“The Jacksonville Jaguars are going to improve this year.”
It’s a tale as old as time. Year after year, we hear the national media claiming that this is the year things finally turn around in Jacksonville — and the 2017 offseason is no different.
Bill Barnwell wrote an extensive piece about the five NFL teams he thinks are the most likely to improve and (you guessed it!) your Jacksonville Jaguars top the list.
1. Jacksonville Jaguars (3-13)
Point differential: -82
Pythagorean expectation: 5.9 wins
Record in games decided by seven points or less: 2-8 (.200)
Strength of schedule: 0.497 (14th-easiest in NFL)
I'll forgive you if you're sick of hearing that the Jaguars are about to take a leap forward. The reality is that they've already taken two modest leaps forward. In 2015, they jumped from 3.7 expected wins to 6.4 wins, a mark they mostly maintained last season with those 5.9 Pythagorean-projected victories.
While it was a season with an ugly record, the poor results are mostly explained by that ugly 2-8 mark in games decided by one touchdown or less. You might attribute that to some element of a young Jaguars team not knowing "how to win," but the Jaguars were a totally unremarkable 9-10 in one-score games over the previous three seasons under Gus Bradley.
Teams that are really bad in one-touchdown games often improve the following season. The Jaguars are one of 68 teams between 1989 and 2015 to post a winning percentage of .200 or below in one-score contests. Those teams were a combined 67-377-1 (.152) during their ugly season. The following season, their record in one-score games was 239-289-1 (.453). Their overall win-loss record jumped by an average of three full wins.

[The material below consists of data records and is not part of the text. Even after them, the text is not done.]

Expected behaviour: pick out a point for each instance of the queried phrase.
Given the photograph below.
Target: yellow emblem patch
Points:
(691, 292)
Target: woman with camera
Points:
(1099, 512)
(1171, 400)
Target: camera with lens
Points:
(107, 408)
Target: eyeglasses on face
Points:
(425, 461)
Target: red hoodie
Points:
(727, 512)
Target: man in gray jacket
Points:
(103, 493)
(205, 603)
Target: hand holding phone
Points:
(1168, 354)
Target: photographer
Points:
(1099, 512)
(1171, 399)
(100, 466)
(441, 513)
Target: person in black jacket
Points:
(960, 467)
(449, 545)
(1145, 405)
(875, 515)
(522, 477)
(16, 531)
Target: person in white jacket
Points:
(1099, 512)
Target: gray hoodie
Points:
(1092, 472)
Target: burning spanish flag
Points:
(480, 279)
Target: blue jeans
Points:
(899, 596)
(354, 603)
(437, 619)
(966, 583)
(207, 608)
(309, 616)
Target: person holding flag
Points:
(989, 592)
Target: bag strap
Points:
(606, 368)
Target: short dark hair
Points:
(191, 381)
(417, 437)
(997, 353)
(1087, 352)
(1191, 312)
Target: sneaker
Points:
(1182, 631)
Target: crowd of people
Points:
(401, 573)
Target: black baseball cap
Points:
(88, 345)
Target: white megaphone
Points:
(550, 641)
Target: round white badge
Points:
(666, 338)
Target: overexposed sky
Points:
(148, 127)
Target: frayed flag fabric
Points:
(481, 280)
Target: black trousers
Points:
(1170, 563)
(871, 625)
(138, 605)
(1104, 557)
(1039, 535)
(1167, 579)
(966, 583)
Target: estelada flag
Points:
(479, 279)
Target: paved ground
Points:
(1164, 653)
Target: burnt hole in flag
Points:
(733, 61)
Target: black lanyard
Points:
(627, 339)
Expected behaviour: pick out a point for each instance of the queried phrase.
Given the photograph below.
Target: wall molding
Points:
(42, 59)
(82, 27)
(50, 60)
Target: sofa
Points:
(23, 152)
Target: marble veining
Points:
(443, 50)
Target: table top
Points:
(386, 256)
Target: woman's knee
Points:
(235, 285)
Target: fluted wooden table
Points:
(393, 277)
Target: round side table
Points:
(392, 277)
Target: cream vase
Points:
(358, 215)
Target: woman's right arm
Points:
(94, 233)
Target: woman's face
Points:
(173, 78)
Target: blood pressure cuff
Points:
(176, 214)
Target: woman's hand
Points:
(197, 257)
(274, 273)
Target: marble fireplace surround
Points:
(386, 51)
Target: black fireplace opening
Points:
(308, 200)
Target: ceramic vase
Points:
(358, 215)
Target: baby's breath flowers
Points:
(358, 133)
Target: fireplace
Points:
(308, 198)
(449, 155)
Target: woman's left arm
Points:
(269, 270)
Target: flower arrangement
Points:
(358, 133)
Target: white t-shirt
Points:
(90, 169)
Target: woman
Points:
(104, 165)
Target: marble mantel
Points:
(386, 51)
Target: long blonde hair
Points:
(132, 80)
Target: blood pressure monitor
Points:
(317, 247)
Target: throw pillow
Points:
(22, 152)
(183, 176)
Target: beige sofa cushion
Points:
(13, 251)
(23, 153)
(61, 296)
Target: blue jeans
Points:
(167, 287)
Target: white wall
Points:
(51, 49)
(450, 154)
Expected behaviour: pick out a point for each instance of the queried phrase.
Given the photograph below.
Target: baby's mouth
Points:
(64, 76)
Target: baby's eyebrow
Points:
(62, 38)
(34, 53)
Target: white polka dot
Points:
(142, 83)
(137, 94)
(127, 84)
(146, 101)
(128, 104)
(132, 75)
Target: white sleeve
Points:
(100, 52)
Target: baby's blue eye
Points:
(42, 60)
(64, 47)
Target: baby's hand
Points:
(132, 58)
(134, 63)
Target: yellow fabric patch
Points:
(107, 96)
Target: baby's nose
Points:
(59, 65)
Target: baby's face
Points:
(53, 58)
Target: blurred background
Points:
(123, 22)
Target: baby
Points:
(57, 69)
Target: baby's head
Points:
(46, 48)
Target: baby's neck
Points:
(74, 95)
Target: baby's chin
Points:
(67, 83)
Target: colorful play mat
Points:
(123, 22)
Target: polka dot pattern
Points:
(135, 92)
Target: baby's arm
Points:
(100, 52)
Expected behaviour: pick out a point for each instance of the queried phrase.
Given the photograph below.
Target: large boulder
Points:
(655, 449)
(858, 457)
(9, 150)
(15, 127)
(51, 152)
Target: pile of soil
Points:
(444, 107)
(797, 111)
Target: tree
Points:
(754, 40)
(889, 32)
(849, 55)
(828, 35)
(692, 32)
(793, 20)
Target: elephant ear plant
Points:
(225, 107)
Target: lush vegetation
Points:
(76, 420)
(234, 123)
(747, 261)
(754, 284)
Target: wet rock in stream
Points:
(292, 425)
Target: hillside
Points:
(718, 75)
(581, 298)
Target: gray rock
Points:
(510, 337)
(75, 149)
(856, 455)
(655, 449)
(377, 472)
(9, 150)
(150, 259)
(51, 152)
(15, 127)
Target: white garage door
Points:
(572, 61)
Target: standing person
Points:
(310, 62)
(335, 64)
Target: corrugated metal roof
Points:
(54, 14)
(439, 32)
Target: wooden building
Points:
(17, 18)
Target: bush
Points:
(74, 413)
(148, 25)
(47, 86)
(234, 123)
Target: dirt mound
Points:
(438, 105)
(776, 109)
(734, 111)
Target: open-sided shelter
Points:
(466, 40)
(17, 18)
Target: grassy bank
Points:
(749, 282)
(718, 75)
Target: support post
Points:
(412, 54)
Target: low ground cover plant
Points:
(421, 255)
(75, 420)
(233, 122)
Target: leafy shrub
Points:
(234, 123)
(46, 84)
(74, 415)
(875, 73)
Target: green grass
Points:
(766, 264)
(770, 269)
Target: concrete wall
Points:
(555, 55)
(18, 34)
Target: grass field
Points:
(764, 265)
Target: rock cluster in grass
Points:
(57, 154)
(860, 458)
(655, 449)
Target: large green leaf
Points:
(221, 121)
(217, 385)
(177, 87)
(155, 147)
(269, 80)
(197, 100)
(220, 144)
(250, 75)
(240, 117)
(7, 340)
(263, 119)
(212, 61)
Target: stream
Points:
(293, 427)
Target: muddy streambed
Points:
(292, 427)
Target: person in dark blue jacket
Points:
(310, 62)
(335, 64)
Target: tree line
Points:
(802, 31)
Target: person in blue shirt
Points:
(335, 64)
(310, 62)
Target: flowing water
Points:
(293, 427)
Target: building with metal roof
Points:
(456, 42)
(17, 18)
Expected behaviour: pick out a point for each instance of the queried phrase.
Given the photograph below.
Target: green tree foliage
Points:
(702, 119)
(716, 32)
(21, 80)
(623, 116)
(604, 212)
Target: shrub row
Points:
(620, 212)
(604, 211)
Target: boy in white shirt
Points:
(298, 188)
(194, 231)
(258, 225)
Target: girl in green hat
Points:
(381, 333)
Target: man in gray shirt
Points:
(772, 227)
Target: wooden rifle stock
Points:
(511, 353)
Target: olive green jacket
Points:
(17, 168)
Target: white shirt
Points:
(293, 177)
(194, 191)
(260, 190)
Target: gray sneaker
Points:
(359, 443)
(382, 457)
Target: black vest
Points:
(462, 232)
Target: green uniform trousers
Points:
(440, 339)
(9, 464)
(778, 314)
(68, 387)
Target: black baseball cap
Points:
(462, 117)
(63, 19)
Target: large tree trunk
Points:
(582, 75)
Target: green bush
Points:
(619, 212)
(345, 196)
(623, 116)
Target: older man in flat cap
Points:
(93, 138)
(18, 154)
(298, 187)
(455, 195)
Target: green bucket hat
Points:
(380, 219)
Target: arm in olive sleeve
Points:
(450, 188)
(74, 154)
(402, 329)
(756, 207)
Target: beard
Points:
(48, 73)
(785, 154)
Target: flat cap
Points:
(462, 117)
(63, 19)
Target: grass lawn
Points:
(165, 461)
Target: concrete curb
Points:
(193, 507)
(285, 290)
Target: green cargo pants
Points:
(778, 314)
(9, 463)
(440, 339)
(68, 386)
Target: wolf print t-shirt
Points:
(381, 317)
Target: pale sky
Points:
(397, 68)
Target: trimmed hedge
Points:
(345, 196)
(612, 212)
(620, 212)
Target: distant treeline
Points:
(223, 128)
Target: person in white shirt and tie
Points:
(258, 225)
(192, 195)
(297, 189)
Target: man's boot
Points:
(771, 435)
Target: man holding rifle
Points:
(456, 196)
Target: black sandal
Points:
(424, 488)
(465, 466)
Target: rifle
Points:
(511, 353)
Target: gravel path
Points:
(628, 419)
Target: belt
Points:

This was brought up last month on the Setting The Edge podcast. The Jaguars have all the ingredients for a nearly fail-proof season as it pertains to not doing worse than they did the previous year.
Odds are the Jaguars will improve in the win column. Why? Because even one or two games on the wrong side of a coin flip means several slots higher in the draft, extra priority given to free agency investment and short-term success, and a coaching shake up that undoubtedly helps the underlying culture of an underperforming team that would have gone untreated for another season or two.
The average improvement in the 15 above teams is just under five additional wins. That means 7-9 with the arrow pointing up at the end of the season. But it could be as little as last year’s San Diego Chargers who managed just one extra win.
Take solace, Jaguars fans — a one-game improvement only happened once.
The most frequent improvement? Five wins.
If the Jaguars go 8-8 in 2017, I will levitate above EverBank Field, folks.